Perché gli spread si alzano e perché sono più alti di quelli inizialmente pubblicizzati?

Per spegnere qualsiasi dubbio dobbiamo chiarire un punto che per molti è davvero oscuro. Stiamo parlando della pratica legata al rialzo degli spread rispetto a quelli inizialmente pubblicati. Questo succede per le condizioni della negoziazione che provocano di fatto una scollatura tra spread reali e quelli pubblicizzati. In sostanza durante l’alzamento della volatilità del mercato gli spread variabili subiscono una serie di influenze e vanno dunque ad allargarsi per tutti i tipi di broker presenti nel sistema. Questa situazione provoca un effetto a catena che porta i trader a loro volta a dover gestire spread più alti rispetto alle aspettative del mercato. In siffatto contesto le differenze nella gestione di questo valore modificato determinata la qualità di quello specifico spread nella sua rivalutazione a livelli più alti. 

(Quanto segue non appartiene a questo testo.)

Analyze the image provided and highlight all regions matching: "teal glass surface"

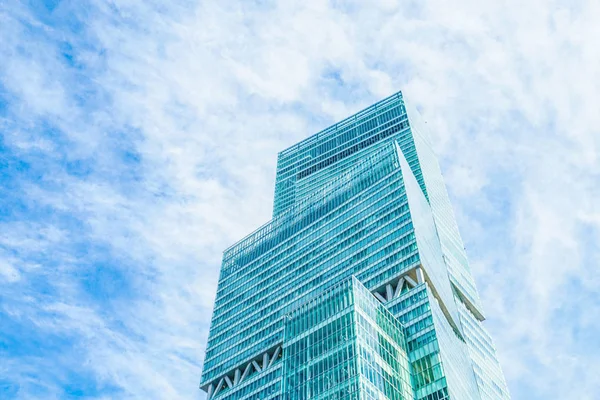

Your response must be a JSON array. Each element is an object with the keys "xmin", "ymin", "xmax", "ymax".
[{"xmin": 200, "ymin": 93, "xmax": 510, "ymax": 400}]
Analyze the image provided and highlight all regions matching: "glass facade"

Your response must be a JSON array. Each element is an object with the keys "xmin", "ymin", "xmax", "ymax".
[{"xmin": 200, "ymin": 93, "xmax": 509, "ymax": 400}]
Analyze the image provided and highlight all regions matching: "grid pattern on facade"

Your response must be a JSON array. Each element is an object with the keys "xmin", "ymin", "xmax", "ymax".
[{"xmin": 201, "ymin": 93, "xmax": 510, "ymax": 400}]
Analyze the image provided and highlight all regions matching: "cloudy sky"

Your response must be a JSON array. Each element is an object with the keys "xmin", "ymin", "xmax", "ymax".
[{"xmin": 0, "ymin": 0, "xmax": 600, "ymax": 400}]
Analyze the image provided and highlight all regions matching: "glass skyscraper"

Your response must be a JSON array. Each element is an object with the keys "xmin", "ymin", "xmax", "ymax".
[{"xmin": 200, "ymin": 93, "xmax": 510, "ymax": 400}]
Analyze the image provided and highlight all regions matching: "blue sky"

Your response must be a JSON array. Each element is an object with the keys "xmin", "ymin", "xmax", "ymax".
[{"xmin": 0, "ymin": 0, "xmax": 600, "ymax": 400}]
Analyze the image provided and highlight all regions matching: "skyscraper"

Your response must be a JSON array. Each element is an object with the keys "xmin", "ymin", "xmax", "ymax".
[{"xmin": 200, "ymin": 93, "xmax": 510, "ymax": 400}]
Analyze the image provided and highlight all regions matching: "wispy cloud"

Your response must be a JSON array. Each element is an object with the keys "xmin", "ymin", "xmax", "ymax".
[{"xmin": 0, "ymin": 0, "xmax": 600, "ymax": 399}]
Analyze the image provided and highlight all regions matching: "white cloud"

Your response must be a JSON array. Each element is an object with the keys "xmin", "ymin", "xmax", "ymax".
[{"xmin": 0, "ymin": 0, "xmax": 600, "ymax": 399}]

Nella pratica se decidiamo di negoziare su un broker ECN con spread variabili per forza di cose dobbiamo maneggiare spread più bassi se il volume di trading aumenta. Tenendo bene a mente che in queste condizioni il valore dello spread può essere quotato a zero (zero spread). Affidandoci poi nella negoziazione a broker market maker (dealing desk) vediamo in che modo possiamo perfettamente gestire gli spread variabili che non scendono mai e possono dunque solo aumentare. Discorso differente per gli spread fissi che malgrado la loro definizione tecnica sono invece soggetti a modifiche e variazioni. Su questa lunghezza d’onda l’esperienza del broker può fare la differenza dato che gli spread fissi possono essere facilmente raggiungibili da chi li sa gestire e rappresentano una garanzia perché sono in grado di offrire una maggiore stabilità. 

Su questo tema si gioca la comparazione con tutti i broker che sulla base sono i primi ad offrire spread fissi ma poi questi subiscono delle variazioni per via del dinamismo frenetico del mercato, specie quando vengono annunciati provvedimenti governativi in occasione di importanti scelte sulla gestione del tasso di interesse o di disoccupazione. In quel contesto altri fattori esterni come gli indici dei prezzi di consumo come anche le vendite al dettaglio possono incidere negativamente sulla stabilità degli spread che perdono di fatto la loro sicurezza perché non sono più fissi. In generale essi aumentano e cambiano assetto durante i giorni non lavorativi e nelle ore notturne dove c’è un minor scambio azionario. 

Nella scelta del miglior broker nella gestione e nella indicazione degli spread più bassi occorre partire dal presupposto che essi gestiscono conti Mini e Standard. Quando lo spread su questi account differisce dobbiamo controllare la colonna “commissioni” che va ad indicare le modalità con cui il broker ha applicato delle commissioni sul trading (dealing desk) o no (no dealing desk) determinando una variazione che rende lo spread differente dalla fase iniziale. 

Conclusione

Per stabilire quali siano gli spread più bassi dobbiamo affidarci ad un buon broker che sappia controllare le variazioni del mercato che possono di fatto rendere le contrattazioni più dinamiche del previsto andando a trasformare gli spread fissi in indicatori variabili. Questa eventualità può essere solo compensata con pratica ed esperienza in modo da capire come fa fruttare uno spread alto senza che vi sia una variazione sul suo valore. Su questa lunghezza d’onda deve essere chiaro un concetto: uno spread variabile ci priva della possibilità di prevedere l’andamento del nostro titolo sul mercato.

Come investitori dobbiamo pretendere dal nostro broker certezze e sicurezze sulle quali basarci per affrontare una miglior attività di trading online. Gli spread alti incidono sul tipo di intervento che vogliamo effettuare. Sapere quali si assesteranno sulle nostre aspettative è un vantaggio, ma dobbiamo anche saper gestire il fattore variabilità per un approccio mirato ed ottimizzato senza sorprese. Arrivati a questo punto possiamo scegliere il broker più preparato che sappia intervenire in caso di variazioni improvvise.